Imaginemos a un bebé recién venido a esta buena tierra y extraño mundo sin tener ni idea de lo que le esperaba. Porque no bastaba con nacer, irremisiblemente, con el pecado original, sino que para limpiarlo había que pasar por el bautismo que a su vez había que pagar. Y si no se pagaba, porque los padres no disponían de medios, entonces muy piadosamente el cura inscribía a la criatura en los archivos de la iglesia como “pobre de solemnidad”, sin dejarle maldita esperanza de escapar de ese destino prefijado en un trozo de papel.

La primera vez que el tatarabuelo apadrinó a uno de esos niños pudo cambiar el rumbo de su destino, o al menos abrir una puerta a horizontes más luminosos, porque tal fue la tremenda discusión que mantuvo con el párroco en la sacristía para que no marcara al bebé con semejante sello, que consiguió su propósito no solo para ese niño, sino para todos aquellos a los que apadrinó después, pues al correrse la voz sobre la ferocidad con la que el guitarrero del barrio defendió a su ahijado, se convirtió en el padrino de la mayoría de los nacidos en su parroquia.

Porque cada vez que el cura veía al tatarabuelo encabezar la comitiva bautismal, con tal de evitar la bronca, aceptaba de antemano dejar libre al bebé de elegir un futuro más alentador que el de la solemne pobreza inscrita con su nombre en los archivos de la sacristía.
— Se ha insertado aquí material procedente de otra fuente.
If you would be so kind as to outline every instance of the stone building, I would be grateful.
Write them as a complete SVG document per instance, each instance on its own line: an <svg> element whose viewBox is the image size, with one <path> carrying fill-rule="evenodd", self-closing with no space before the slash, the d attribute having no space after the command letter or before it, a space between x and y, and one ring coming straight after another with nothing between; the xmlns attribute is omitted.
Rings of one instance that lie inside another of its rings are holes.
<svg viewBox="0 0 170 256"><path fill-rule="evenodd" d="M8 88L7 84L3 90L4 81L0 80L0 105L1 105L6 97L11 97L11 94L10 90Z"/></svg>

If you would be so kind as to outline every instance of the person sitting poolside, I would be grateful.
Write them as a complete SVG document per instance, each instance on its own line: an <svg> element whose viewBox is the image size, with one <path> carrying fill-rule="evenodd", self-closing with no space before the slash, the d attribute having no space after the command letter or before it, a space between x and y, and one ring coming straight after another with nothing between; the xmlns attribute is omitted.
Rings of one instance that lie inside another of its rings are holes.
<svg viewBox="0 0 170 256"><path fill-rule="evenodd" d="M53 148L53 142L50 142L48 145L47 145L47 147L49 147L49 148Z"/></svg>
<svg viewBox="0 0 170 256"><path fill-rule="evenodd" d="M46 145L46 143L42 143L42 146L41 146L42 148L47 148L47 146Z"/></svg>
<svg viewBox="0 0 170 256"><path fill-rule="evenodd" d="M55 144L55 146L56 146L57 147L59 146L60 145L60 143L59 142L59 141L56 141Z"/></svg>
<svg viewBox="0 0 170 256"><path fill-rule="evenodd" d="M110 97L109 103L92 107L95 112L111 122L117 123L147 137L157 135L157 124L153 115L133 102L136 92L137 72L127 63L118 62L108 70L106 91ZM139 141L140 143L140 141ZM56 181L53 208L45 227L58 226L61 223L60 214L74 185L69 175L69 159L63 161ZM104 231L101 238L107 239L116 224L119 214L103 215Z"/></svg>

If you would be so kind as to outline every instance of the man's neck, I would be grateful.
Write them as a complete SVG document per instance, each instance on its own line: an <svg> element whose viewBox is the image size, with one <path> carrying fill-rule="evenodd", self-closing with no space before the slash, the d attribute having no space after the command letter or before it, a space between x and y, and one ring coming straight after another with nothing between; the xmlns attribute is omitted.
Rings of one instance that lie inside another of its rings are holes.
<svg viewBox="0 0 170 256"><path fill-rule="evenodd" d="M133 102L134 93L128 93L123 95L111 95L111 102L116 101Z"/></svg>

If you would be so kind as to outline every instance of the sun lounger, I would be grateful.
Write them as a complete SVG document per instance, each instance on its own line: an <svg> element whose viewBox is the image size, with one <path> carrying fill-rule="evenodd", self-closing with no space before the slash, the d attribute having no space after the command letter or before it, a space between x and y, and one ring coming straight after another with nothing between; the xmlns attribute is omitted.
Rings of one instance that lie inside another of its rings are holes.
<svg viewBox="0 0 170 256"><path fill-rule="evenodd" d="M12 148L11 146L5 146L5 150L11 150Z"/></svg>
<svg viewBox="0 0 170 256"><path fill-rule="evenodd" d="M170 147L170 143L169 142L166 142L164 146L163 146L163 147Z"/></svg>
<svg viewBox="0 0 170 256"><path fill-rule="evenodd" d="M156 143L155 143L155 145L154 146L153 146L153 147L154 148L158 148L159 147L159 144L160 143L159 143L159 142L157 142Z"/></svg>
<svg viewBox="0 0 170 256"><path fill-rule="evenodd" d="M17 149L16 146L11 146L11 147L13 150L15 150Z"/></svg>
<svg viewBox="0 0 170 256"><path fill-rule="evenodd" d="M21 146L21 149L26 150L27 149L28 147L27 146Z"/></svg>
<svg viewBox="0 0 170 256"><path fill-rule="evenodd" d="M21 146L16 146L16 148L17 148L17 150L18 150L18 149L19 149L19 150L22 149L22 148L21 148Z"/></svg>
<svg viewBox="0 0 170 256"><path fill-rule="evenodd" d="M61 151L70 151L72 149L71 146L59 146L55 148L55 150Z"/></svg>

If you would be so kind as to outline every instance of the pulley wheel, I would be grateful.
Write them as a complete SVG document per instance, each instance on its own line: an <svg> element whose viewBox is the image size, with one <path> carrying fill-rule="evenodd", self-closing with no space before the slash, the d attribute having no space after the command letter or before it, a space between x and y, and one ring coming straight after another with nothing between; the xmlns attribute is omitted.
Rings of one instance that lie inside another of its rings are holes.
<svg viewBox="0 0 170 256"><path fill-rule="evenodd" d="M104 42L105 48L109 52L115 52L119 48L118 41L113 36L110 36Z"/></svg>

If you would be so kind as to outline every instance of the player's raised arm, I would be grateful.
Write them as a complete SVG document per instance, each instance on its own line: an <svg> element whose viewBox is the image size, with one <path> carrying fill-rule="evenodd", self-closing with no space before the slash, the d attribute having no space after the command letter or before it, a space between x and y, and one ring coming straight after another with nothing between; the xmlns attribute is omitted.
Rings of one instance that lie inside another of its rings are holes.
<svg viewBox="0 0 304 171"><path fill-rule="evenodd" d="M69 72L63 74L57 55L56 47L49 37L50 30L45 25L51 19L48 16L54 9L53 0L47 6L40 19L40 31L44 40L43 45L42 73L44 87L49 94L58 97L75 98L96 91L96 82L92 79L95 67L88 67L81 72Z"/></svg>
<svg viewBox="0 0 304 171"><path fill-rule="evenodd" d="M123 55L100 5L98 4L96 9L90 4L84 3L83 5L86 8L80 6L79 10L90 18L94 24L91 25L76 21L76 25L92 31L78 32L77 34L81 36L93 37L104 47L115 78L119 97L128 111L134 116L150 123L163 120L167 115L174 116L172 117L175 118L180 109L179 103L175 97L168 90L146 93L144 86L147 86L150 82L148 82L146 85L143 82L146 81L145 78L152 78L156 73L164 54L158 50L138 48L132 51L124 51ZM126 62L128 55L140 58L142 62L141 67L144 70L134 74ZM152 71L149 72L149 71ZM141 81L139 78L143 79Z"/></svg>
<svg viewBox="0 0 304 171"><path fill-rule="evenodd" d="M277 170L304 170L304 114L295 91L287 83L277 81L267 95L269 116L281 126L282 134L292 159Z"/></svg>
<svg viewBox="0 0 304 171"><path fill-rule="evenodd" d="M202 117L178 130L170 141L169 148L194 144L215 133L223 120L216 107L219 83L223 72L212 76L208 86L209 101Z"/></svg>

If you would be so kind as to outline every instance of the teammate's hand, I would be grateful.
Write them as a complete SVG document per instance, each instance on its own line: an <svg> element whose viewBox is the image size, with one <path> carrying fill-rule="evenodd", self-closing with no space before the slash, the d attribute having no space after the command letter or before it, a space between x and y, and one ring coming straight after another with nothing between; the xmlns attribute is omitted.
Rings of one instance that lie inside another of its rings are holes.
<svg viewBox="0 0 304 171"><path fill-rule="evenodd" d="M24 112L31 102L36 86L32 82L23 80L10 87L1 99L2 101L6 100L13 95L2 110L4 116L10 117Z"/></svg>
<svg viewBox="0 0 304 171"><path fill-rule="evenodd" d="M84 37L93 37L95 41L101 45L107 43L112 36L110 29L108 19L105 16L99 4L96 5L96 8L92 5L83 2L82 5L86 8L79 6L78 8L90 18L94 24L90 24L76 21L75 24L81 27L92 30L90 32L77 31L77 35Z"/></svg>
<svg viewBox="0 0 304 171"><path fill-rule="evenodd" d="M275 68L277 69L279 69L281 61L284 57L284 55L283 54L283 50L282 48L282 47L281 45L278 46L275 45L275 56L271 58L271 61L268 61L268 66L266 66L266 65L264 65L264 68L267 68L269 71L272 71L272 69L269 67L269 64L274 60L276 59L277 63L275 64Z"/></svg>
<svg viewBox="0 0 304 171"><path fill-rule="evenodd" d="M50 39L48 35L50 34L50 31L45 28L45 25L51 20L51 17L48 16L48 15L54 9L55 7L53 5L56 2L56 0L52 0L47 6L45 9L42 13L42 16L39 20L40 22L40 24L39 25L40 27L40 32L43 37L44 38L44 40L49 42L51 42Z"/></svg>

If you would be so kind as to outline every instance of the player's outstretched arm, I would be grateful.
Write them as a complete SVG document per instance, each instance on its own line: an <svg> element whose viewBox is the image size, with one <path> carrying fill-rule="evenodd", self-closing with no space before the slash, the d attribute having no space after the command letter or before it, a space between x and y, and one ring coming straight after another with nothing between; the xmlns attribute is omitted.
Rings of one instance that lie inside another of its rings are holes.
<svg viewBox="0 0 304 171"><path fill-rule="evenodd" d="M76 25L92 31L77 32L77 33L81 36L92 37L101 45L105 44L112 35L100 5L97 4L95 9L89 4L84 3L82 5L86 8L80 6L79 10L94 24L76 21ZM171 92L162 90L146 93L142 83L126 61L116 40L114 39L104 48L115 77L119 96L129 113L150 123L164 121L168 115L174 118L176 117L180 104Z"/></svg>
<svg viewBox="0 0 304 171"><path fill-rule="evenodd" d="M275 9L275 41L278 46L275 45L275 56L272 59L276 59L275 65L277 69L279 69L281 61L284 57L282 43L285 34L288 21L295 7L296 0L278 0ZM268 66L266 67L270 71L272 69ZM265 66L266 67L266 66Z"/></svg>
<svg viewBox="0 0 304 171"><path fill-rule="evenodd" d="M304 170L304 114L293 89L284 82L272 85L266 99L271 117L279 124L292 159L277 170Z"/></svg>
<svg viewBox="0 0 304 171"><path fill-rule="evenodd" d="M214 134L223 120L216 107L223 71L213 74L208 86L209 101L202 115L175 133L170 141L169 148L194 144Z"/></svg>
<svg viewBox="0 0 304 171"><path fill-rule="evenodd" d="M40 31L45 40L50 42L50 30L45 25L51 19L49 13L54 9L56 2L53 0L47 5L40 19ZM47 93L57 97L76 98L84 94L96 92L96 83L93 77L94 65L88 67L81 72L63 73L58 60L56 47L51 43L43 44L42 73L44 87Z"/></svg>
De este modo el tatarabuelo se convirtió en el padrino, pero en el buen sentido de la palabra, de su parroquia.

Así que el tatarabuelo no solo defendió a los carreteros y apadrinó a la mayoría de los niños de su parroquia, sino que sobrevivió a la gripe española, fue masón – algo bastante frecuente entre quienes ejercían un oficio en aquellos tiempos- cambió de siglo y también, y sin saberlo, inició una cadena generacional de guitarreros que ya va por la quinta. Y todos enamorados de lo que hacemos. ¿qué más se puede pedir de un tatarabuelo?

Artículo escrito por Amalia Ramírez.